Mâide Suresi 45. Ayet Hakkında Genel Bilgiler

Genel Bilgiler
SureMâide
Sure Numarası5
Ayet Numarası45
Sure TürüMedeni
Bulunduğu Cüz6
Kur'an Sayfası131
Toplam Harf Sayısı192
Toplam Kelime Sayısı37

Mâide Suresi, Medine döneminde indirilmiş olan ve İslam toplumunun sosyal, hukukî ve ahlâkî yönlerini düzenleyen bir suredir. Bu sure, Müslümanların hayatında önemli bir yere sahip olan yasaların, ahlâkî ilkelerin ve sosyal adaletin temeli üzerine inşa edilmiştir. Mâide kelimesi, "sofra" veya "masada sunulan yemek" anlamına gelmektedir ve özellikle inançlı bireylerin birlikte paylaşması gereken değerlerin ve paylaşıma dayalı ilişkilerin önemini vurgulamaktadır. Ayet 45, Tevrat’ta yer alan kısas hükmünü anlamlandıran bir bağlamda yer alır; burada cana can, göze göz, buruna burun, kulağa kulak gibi adaletin sağlanması gerekliliği üzerinde durulmaktadır. Bu ayet, aynı zamanda bağışlamanın erdemine de dikkat çekmektedir. Kısas hakkının bağışlanması, bireyin yüceliğini ifade etmektedir ve bu bağışlama, kişinin kendi günahlarından arınmasına bir fırsat sunar.
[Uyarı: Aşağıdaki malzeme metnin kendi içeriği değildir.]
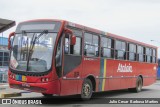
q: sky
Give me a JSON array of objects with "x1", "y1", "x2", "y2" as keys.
[{"x1": 0, "y1": 0, "x2": 160, "y2": 57}]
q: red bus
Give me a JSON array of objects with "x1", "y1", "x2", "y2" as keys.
[{"x1": 8, "y1": 19, "x2": 157, "y2": 99}]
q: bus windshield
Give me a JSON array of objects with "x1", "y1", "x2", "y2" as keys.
[{"x1": 10, "y1": 32, "x2": 57, "y2": 72}]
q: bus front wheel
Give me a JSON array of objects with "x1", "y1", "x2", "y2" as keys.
[
  {"x1": 128, "y1": 77, "x2": 143, "y2": 93},
  {"x1": 81, "y1": 78, "x2": 93, "y2": 100}
]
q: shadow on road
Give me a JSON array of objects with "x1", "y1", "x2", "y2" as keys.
[{"x1": 18, "y1": 89, "x2": 151, "y2": 105}]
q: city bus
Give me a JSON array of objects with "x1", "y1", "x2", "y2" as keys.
[{"x1": 8, "y1": 19, "x2": 157, "y2": 100}]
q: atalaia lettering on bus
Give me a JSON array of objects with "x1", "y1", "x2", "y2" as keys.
[{"x1": 117, "y1": 63, "x2": 133, "y2": 72}]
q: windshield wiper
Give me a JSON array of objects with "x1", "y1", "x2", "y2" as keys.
[{"x1": 27, "y1": 30, "x2": 48, "y2": 71}]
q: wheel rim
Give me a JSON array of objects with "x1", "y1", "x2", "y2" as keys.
[{"x1": 83, "y1": 84, "x2": 91, "y2": 97}]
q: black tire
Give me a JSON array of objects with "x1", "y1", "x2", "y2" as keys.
[
  {"x1": 128, "y1": 77, "x2": 143, "y2": 93},
  {"x1": 42, "y1": 93, "x2": 53, "y2": 97},
  {"x1": 81, "y1": 79, "x2": 93, "y2": 100}
]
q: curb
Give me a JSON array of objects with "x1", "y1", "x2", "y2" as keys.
[{"x1": 0, "y1": 92, "x2": 22, "y2": 98}]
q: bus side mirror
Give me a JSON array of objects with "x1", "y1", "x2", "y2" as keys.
[
  {"x1": 70, "y1": 35, "x2": 76, "y2": 45},
  {"x1": 8, "y1": 32, "x2": 15, "y2": 50},
  {"x1": 65, "y1": 28, "x2": 76, "y2": 45}
]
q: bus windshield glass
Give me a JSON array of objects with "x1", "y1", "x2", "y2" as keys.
[{"x1": 10, "y1": 21, "x2": 61, "y2": 73}]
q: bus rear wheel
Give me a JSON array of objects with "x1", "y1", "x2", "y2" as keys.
[
  {"x1": 128, "y1": 77, "x2": 143, "y2": 93},
  {"x1": 81, "y1": 79, "x2": 93, "y2": 100}
]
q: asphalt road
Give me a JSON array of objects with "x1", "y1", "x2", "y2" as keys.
[{"x1": 0, "y1": 81, "x2": 160, "y2": 107}]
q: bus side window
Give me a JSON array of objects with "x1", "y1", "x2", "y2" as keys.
[
  {"x1": 128, "y1": 43, "x2": 136, "y2": 61},
  {"x1": 115, "y1": 40, "x2": 126, "y2": 60},
  {"x1": 73, "y1": 37, "x2": 82, "y2": 55},
  {"x1": 56, "y1": 37, "x2": 62, "y2": 77},
  {"x1": 84, "y1": 33, "x2": 99, "y2": 57},
  {"x1": 101, "y1": 37, "x2": 113, "y2": 58},
  {"x1": 64, "y1": 34, "x2": 70, "y2": 54},
  {"x1": 64, "y1": 35, "x2": 81, "y2": 55}
]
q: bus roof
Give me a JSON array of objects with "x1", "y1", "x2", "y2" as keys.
[
  {"x1": 66, "y1": 21, "x2": 158, "y2": 48},
  {"x1": 18, "y1": 19, "x2": 158, "y2": 48}
]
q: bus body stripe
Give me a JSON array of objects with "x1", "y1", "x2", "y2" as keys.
[{"x1": 102, "y1": 59, "x2": 107, "y2": 91}]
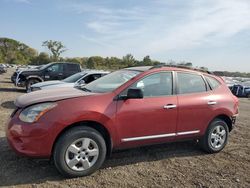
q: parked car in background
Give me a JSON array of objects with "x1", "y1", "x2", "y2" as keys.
[
  {"x1": 6, "y1": 67, "x2": 238, "y2": 177},
  {"x1": 11, "y1": 62, "x2": 81, "y2": 92},
  {"x1": 231, "y1": 81, "x2": 250, "y2": 98},
  {"x1": 30, "y1": 70, "x2": 109, "y2": 91}
]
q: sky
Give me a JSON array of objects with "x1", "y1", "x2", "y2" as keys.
[{"x1": 0, "y1": 0, "x2": 250, "y2": 72}]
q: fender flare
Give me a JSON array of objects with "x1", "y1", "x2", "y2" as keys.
[{"x1": 26, "y1": 75, "x2": 44, "y2": 82}]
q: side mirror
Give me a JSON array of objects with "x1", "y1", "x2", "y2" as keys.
[{"x1": 127, "y1": 89, "x2": 143, "y2": 99}]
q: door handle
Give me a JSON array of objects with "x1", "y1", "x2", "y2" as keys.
[
  {"x1": 207, "y1": 101, "x2": 217, "y2": 105},
  {"x1": 163, "y1": 104, "x2": 177, "y2": 109}
]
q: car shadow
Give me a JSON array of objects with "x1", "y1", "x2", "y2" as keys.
[
  {"x1": 1, "y1": 101, "x2": 16, "y2": 109},
  {"x1": 0, "y1": 137, "x2": 205, "y2": 186},
  {"x1": 0, "y1": 81, "x2": 12, "y2": 84},
  {"x1": 0, "y1": 88, "x2": 26, "y2": 93}
]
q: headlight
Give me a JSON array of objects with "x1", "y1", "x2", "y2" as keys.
[
  {"x1": 19, "y1": 102, "x2": 57, "y2": 123},
  {"x1": 31, "y1": 86, "x2": 41, "y2": 91}
]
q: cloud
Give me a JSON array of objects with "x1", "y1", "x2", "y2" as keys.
[
  {"x1": 13, "y1": 0, "x2": 31, "y2": 4},
  {"x1": 63, "y1": 0, "x2": 250, "y2": 56},
  {"x1": 146, "y1": 1, "x2": 250, "y2": 52}
]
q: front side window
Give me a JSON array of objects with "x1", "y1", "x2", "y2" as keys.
[
  {"x1": 62, "y1": 72, "x2": 87, "y2": 83},
  {"x1": 122, "y1": 72, "x2": 173, "y2": 97},
  {"x1": 177, "y1": 72, "x2": 207, "y2": 94},
  {"x1": 67, "y1": 64, "x2": 78, "y2": 72},
  {"x1": 205, "y1": 76, "x2": 220, "y2": 89}
]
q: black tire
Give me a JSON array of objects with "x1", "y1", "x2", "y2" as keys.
[
  {"x1": 26, "y1": 78, "x2": 40, "y2": 93},
  {"x1": 53, "y1": 127, "x2": 107, "y2": 178},
  {"x1": 199, "y1": 119, "x2": 229, "y2": 153}
]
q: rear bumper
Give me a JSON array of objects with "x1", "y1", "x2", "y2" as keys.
[
  {"x1": 231, "y1": 114, "x2": 239, "y2": 129},
  {"x1": 6, "y1": 114, "x2": 53, "y2": 158}
]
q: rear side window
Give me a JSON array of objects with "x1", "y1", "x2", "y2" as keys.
[
  {"x1": 126, "y1": 72, "x2": 173, "y2": 97},
  {"x1": 66, "y1": 64, "x2": 78, "y2": 72},
  {"x1": 205, "y1": 76, "x2": 220, "y2": 89},
  {"x1": 177, "y1": 72, "x2": 207, "y2": 94}
]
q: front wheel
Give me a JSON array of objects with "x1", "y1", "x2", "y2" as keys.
[
  {"x1": 200, "y1": 119, "x2": 229, "y2": 153},
  {"x1": 53, "y1": 127, "x2": 106, "y2": 177}
]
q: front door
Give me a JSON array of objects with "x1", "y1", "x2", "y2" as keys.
[{"x1": 116, "y1": 72, "x2": 177, "y2": 146}]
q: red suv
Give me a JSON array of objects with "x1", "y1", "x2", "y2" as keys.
[{"x1": 7, "y1": 67, "x2": 238, "y2": 177}]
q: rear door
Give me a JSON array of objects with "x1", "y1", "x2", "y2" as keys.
[
  {"x1": 176, "y1": 72, "x2": 215, "y2": 137},
  {"x1": 44, "y1": 63, "x2": 64, "y2": 81},
  {"x1": 116, "y1": 72, "x2": 177, "y2": 146},
  {"x1": 63, "y1": 63, "x2": 79, "y2": 78}
]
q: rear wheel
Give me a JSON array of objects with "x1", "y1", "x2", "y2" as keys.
[
  {"x1": 53, "y1": 127, "x2": 106, "y2": 177},
  {"x1": 26, "y1": 79, "x2": 40, "y2": 93},
  {"x1": 200, "y1": 119, "x2": 229, "y2": 153}
]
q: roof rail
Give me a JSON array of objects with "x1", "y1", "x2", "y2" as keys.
[{"x1": 150, "y1": 64, "x2": 214, "y2": 74}]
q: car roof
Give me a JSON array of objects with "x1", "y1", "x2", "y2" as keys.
[
  {"x1": 125, "y1": 66, "x2": 153, "y2": 72},
  {"x1": 81, "y1": 69, "x2": 110, "y2": 74}
]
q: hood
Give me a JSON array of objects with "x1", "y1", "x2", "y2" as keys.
[
  {"x1": 15, "y1": 88, "x2": 94, "y2": 108},
  {"x1": 19, "y1": 69, "x2": 40, "y2": 75},
  {"x1": 41, "y1": 82, "x2": 75, "y2": 89},
  {"x1": 31, "y1": 80, "x2": 65, "y2": 87}
]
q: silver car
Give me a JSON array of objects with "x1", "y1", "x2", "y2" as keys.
[{"x1": 30, "y1": 70, "x2": 109, "y2": 91}]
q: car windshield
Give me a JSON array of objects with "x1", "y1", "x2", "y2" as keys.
[
  {"x1": 62, "y1": 72, "x2": 87, "y2": 83},
  {"x1": 81, "y1": 69, "x2": 141, "y2": 93}
]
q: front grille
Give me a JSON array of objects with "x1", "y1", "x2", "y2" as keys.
[{"x1": 10, "y1": 108, "x2": 20, "y2": 118}]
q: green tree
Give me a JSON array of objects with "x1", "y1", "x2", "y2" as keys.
[
  {"x1": 122, "y1": 54, "x2": 135, "y2": 67},
  {"x1": 42, "y1": 40, "x2": 67, "y2": 61},
  {"x1": 31, "y1": 52, "x2": 51, "y2": 65},
  {"x1": 142, "y1": 55, "x2": 153, "y2": 66}
]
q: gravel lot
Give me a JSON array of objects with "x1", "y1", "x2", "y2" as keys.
[{"x1": 0, "y1": 70, "x2": 250, "y2": 187}]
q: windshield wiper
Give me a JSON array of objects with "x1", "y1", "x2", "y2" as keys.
[{"x1": 81, "y1": 87, "x2": 91, "y2": 92}]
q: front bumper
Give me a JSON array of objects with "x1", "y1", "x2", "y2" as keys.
[{"x1": 6, "y1": 111, "x2": 53, "y2": 158}]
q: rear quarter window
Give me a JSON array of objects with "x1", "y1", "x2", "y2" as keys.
[
  {"x1": 66, "y1": 64, "x2": 78, "y2": 72},
  {"x1": 205, "y1": 76, "x2": 221, "y2": 89}
]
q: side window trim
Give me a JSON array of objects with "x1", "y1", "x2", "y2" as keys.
[
  {"x1": 117, "y1": 71, "x2": 176, "y2": 100},
  {"x1": 175, "y1": 71, "x2": 211, "y2": 95}
]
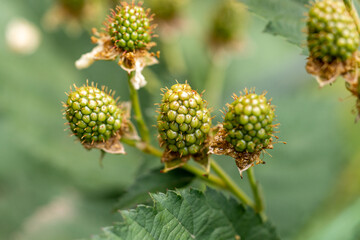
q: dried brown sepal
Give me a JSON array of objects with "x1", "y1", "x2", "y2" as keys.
[
  {"x1": 208, "y1": 124, "x2": 273, "y2": 177},
  {"x1": 306, "y1": 51, "x2": 358, "y2": 87},
  {"x1": 159, "y1": 137, "x2": 210, "y2": 174},
  {"x1": 75, "y1": 28, "x2": 160, "y2": 89},
  {"x1": 82, "y1": 134, "x2": 126, "y2": 154}
]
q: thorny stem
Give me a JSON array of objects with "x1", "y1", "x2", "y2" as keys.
[
  {"x1": 121, "y1": 138, "x2": 255, "y2": 208},
  {"x1": 125, "y1": 71, "x2": 266, "y2": 220},
  {"x1": 343, "y1": 0, "x2": 360, "y2": 35},
  {"x1": 128, "y1": 71, "x2": 150, "y2": 143},
  {"x1": 210, "y1": 159, "x2": 255, "y2": 209},
  {"x1": 246, "y1": 167, "x2": 266, "y2": 220},
  {"x1": 121, "y1": 138, "x2": 227, "y2": 188}
]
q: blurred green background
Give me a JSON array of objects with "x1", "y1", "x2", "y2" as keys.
[{"x1": 0, "y1": 0, "x2": 360, "y2": 240}]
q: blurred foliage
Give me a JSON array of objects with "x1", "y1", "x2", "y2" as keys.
[
  {"x1": 0, "y1": 0, "x2": 360, "y2": 240},
  {"x1": 92, "y1": 188, "x2": 279, "y2": 240}
]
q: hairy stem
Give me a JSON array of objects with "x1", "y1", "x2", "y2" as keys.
[
  {"x1": 121, "y1": 138, "x2": 227, "y2": 188},
  {"x1": 246, "y1": 167, "x2": 266, "y2": 220},
  {"x1": 211, "y1": 159, "x2": 255, "y2": 209},
  {"x1": 128, "y1": 71, "x2": 150, "y2": 143},
  {"x1": 343, "y1": 0, "x2": 360, "y2": 35}
]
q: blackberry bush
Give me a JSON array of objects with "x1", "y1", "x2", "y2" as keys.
[
  {"x1": 223, "y1": 93, "x2": 274, "y2": 153},
  {"x1": 65, "y1": 86, "x2": 122, "y2": 143},
  {"x1": 306, "y1": 0, "x2": 359, "y2": 87},
  {"x1": 157, "y1": 84, "x2": 211, "y2": 156},
  {"x1": 107, "y1": 3, "x2": 153, "y2": 51},
  {"x1": 307, "y1": 0, "x2": 359, "y2": 63}
]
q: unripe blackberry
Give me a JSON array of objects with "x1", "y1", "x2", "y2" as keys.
[
  {"x1": 157, "y1": 84, "x2": 211, "y2": 156},
  {"x1": 65, "y1": 86, "x2": 122, "y2": 144},
  {"x1": 223, "y1": 93, "x2": 274, "y2": 153},
  {"x1": 307, "y1": 0, "x2": 359, "y2": 63},
  {"x1": 107, "y1": 2, "x2": 153, "y2": 51}
]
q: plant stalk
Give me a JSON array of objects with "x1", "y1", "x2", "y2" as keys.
[
  {"x1": 246, "y1": 167, "x2": 266, "y2": 220},
  {"x1": 121, "y1": 138, "x2": 227, "y2": 188},
  {"x1": 128, "y1": 71, "x2": 150, "y2": 143},
  {"x1": 210, "y1": 159, "x2": 255, "y2": 209}
]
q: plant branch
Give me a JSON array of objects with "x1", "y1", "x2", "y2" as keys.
[
  {"x1": 246, "y1": 167, "x2": 266, "y2": 220},
  {"x1": 210, "y1": 159, "x2": 255, "y2": 209},
  {"x1": 343, "y1": 0, "x2": 360, "y2": 35},
  {"x1": 128, "y1": 71, "x2": 150, "y2": 143},
  {"x1": 121, "y1": 138, "x2": 227, "y2": 188}
]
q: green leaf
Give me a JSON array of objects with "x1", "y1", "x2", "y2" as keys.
[
  {"x1": 92, "y1": 188, "x2": 279, "y2": 240},
  {"x1": 116, "y1": 167, "x2": 195, "y2": 209},
  {"x1": 240, "y1": 0, "x2": 308, "y2": 47}
]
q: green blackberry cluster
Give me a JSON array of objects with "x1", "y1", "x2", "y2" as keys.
[
  {"x1": 65, "y1": 86, "x2": 122, "y2": 143},
  {"x1": 107, "y1": 3, "x2": 152, "y2": 51},
  {"x1": 307, "y1": 0, "x2": 359, "y2": 63},
  {"x1": 223, "y1": 93, "x2": 274, "y2": 153},
  {"x1": 157, "y1": 84, "x2": 211, "y2": 156}
]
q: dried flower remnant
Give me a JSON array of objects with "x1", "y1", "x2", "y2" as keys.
[
  {"x1": 157, "y1": 83, "x2": 211, "y2": 172},
  {"x1": 209, "y1": 89, "x2": 276, "y2": 174},
  {"x1": 75, "y1": 2, "x2": 159, "y2": 89}
]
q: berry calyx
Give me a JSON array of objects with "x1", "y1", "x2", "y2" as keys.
[
  {"x1": 307, "y1": 0, "x2": 359, "y2": 63},
  {"x1": 157, "y1": 83, "x2": 211, "y2": 157},
  {"x1": 223, "y1": 93, "x2": 274, "y2": 153},
  {"x1": 106, "y1": 2, "x2": 154, "y2": 51},
  {"x1": 208, "y1": 89, "x2": 277, "y2": 175},
  {"x1": 65, "y1": 85, "x2": 122, "y2": 144}
]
Ayet, Allah'ın indirdiği hükümlere uygun olarak hareket etmeyenlerin zalimlerden olduğunu belirtmekte, bu durum da hukukun üstünlüğünün ve adaletin korunması gerekliliğini ortaya koymaktadır. Ayet, sosyal ilişkilerin nasıl düzenlenmesi gerektiği üzerine bir ders niteliği taşır ve bireylerin birbirlerine karşı sorumluluklarını hatırlatır. Bu bağlamda, adaletin sağlanması, bireysel hakların korunması ve bağışlamanın önemi vurgulanmaktadır. Mâide Suresi, İslam hukukunun sosyal hayattaki yeri ve bireylerin birbirleriyle olan ilişkilerinde dikkat etmesi gereken adalet ilkelerini ele almaktadır. Bu nedenle, Mâide 45. Ayet, dinî ve ahlâkî değerlerin sosyal ilişkilerde nasıl yansıtılması gerektiği üzerine önemli bir mesaj taşımaktadır.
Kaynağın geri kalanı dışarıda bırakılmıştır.